It’s here I work on essays and scripts, outline projects, enter literary contests, commune with my marvellous writing group, and apply to residencies. It’s ideal, really. And it helps keep me sober and creative, two things I now accept as inextricably linked.
I was told by a couple fellas here to up my “desk game” and consider trading in my folding table and chair for a giant office desk and cushy rolling chair. But I work best in my minimalist milieu and don’t require a 500-pound piece of furniture for a desk. I’m a laptop writer after all, not a steakhouse manager.
My creative spaces are hardly instagrammable (if that’s even a thing now). They could never compete with the cozy Live Laugh Love set or dark library dens of serious scholars.
However, these are the 7 things I ask for:
A simple desk that doesn’t shake
Black gel 0.7 pens. Never blue ink (what am I, a peasant?)
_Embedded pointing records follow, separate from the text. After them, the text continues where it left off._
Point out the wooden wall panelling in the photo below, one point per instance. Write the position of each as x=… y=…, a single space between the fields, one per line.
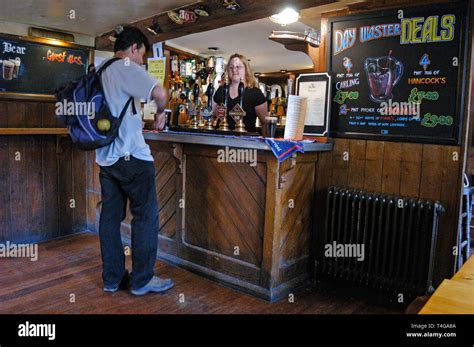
x=450 y=188
x=79 y=189
x=411 y=161
x=340 y=163
x=356 y=171
x=295 y=250
x=18 y=173
x=220 y=17
x=50 y=180
x=35 y=210
x=65 y=187
x=391 y=172
x=5 y=212
x=374 y=166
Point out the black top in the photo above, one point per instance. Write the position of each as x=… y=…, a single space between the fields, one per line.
x=252 y=97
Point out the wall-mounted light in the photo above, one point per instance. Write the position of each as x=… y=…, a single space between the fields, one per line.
x=154 y=28
x=287 y=16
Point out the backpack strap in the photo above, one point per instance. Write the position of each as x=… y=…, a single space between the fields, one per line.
x=124 y=110
x=107 y=64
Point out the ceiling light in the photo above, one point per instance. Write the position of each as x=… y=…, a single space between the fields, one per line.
x=287 y=16
x=154 y=28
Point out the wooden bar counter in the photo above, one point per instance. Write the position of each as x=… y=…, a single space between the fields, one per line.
x=249 y=227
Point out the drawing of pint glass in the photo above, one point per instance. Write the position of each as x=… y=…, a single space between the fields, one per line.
x=16 y=71
x=383 y=74
x=8 y=68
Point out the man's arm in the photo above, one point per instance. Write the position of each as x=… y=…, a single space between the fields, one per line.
x=160 y=96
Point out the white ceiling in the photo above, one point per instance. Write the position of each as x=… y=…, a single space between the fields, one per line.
x=92 y=17
x=251 y=40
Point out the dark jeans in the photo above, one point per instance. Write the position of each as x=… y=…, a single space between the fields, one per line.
x=133 y=179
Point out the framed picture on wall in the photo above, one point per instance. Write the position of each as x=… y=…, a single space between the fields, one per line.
x=33 y=68
x=316 y=87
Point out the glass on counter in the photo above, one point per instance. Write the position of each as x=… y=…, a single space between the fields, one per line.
x=269 y=128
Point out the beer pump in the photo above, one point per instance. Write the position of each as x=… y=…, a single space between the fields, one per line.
x=194 y=109
x=206 y=112
x=224 y=126
x=238 y=112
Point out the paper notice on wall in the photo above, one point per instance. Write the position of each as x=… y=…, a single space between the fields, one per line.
x=157 y=68
x=315 y=92
x=295 y=117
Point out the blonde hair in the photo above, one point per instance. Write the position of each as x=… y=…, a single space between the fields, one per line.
x=250 y=80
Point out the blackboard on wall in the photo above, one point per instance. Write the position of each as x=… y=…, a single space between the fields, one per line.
x=35 y=68
x=399 y=74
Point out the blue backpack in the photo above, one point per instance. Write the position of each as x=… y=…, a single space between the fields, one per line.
x=85 y=111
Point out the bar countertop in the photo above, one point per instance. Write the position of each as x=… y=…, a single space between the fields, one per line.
x=218 y=140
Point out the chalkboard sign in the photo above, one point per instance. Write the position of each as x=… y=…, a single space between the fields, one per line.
x=35 y=68
x=399 y=74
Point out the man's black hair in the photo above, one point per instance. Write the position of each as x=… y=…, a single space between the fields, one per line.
x=128 y=37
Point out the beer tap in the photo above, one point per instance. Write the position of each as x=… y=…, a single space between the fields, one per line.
x=195 y=108
x=241 y=92
x=238 y=113
x=224 y=126
x=206 y=112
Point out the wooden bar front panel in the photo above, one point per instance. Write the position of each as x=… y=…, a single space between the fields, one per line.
x=248 y=227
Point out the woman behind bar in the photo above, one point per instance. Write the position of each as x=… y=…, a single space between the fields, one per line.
x=254 y=102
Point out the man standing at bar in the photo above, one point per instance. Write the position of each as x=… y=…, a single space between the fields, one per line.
x=127 y=171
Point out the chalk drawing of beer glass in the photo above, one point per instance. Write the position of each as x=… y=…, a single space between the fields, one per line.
x=383 y=73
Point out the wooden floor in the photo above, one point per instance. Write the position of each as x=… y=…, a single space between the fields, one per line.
x=71 y=268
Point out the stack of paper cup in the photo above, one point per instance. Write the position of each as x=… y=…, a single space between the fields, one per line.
x=295 y=116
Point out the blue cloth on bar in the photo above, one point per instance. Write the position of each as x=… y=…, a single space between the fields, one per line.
x=284 y=149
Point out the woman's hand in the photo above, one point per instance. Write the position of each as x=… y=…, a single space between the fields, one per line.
x=160 y=120
x=220 y=111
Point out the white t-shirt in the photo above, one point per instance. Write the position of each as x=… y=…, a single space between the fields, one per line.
x=121 y=80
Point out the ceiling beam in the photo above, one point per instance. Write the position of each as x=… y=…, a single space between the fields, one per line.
x=220 y=17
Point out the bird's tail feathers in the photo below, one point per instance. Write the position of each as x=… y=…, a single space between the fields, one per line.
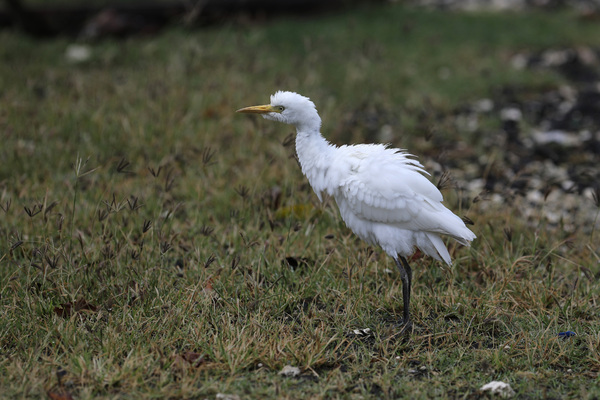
x=440 y=248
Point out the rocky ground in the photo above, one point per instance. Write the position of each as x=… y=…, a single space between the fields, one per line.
x=549 y=169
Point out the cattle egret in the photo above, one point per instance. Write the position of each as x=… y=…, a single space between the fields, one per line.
x=382 y=192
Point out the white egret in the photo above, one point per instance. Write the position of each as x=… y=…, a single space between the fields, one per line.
x=382 y=192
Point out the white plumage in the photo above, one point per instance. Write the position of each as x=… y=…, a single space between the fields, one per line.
x=383 y=194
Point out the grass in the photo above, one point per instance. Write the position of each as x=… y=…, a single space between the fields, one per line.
x=156 y=244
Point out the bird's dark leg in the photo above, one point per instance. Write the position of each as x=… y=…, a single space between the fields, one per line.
x=406 y=276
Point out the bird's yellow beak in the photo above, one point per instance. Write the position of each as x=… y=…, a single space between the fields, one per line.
x=258 y=109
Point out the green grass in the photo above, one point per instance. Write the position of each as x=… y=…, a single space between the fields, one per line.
x=161 y=220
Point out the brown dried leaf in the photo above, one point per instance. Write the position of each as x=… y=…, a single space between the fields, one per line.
x=67 y=309
x=59 y=394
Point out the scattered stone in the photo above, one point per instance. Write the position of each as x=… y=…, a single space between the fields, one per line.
x=290 y=371
x=363 y=333
x=77 y=53
x=499 y=388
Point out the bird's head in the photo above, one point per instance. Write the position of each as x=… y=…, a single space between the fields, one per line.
x=289 y=108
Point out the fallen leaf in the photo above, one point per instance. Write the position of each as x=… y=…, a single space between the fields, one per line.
x=59 y=395
x=288 y=370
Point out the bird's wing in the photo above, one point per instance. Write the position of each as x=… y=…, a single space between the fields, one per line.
x=386 y=185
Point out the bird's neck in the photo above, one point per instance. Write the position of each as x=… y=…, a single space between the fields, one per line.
x=315 y=154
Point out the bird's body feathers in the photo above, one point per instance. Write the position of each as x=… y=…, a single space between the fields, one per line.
x=383 y=194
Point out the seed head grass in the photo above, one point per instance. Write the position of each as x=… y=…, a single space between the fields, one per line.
x=156 y=244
Pictures of people and things I love
Noise cancelling headphones
Coffee
Natural light
Cat (when in season)
So…if this is all I really require, there are two ways to frame my Assisi decision. I’m either a very portable writer or I don’t need to travel at all in order to write. There’s a good chance I’d be more productive working on the airplane tray during the flight to Italy, than in Italy itself.
We have a week to decide. In the meantime, Superstore pasta and fried bologna will go down just fine before tackling the next chapter.
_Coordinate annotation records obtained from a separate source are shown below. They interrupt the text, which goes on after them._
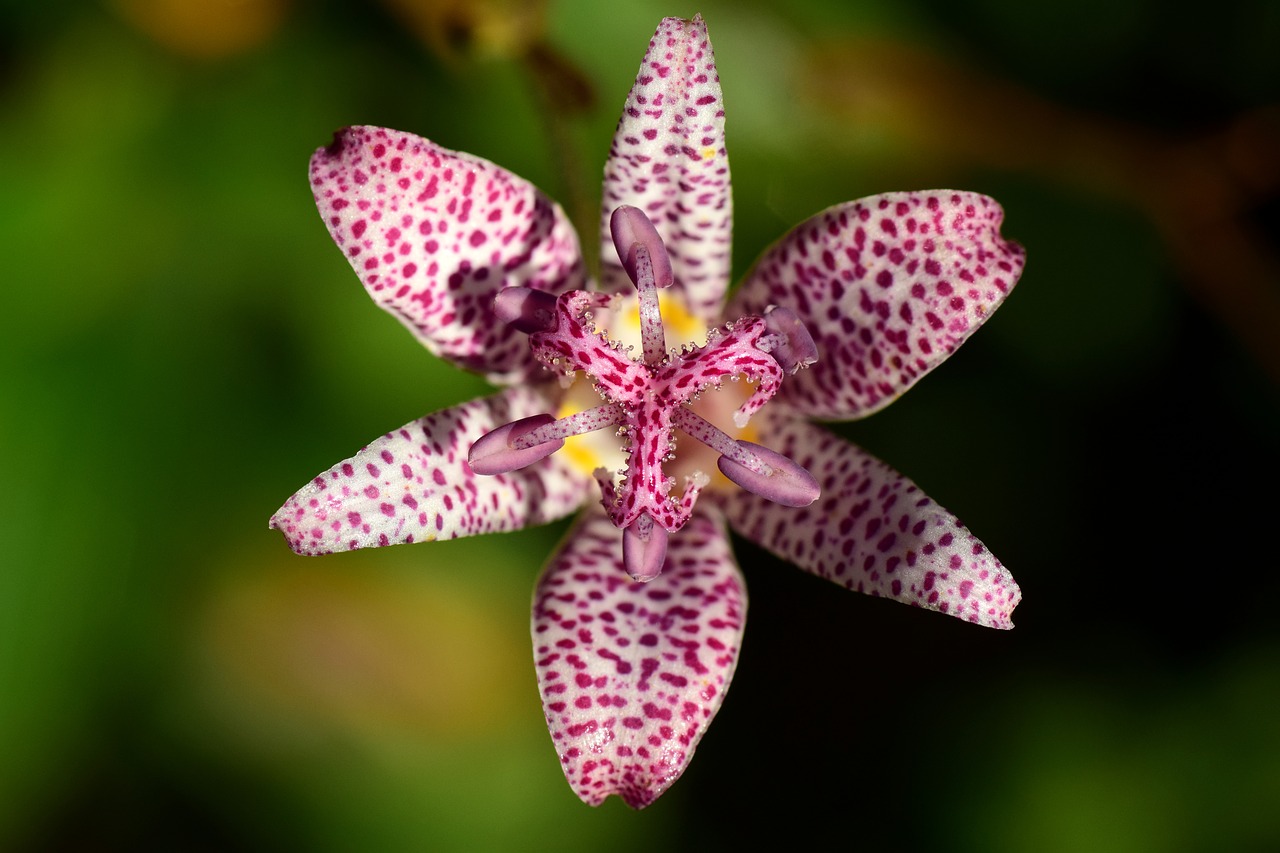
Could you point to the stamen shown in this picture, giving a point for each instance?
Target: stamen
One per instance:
(787, 484)
(496, 452)
(577, 424)
(645, 260)
(698, 427)
(644, 548)
(653, 338)
(630, 228)
(789, 342)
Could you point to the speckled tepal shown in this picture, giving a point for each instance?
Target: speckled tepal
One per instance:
(643, 400)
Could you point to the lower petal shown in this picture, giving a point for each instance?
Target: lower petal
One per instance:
(631, 674)
(415, 484)
(874, 532)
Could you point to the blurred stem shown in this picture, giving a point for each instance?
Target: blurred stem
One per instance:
(1198, 194)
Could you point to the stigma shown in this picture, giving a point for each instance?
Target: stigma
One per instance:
(648, 398)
Assignment: Show me or describe your ideal work space in the comment section…
I love looking at other people's writing spaces - they ran a series for a few years on the Guardian, you'll find it there. For me it's just <insert cafe anywhere away from my house and family>. Give me a shout if you want a guest post just about women's attitudes to creative spaces... And go to Assissi! Yes you might not get much done but it'll be more material. And you can read Mary Gaitskill's Lost Cat.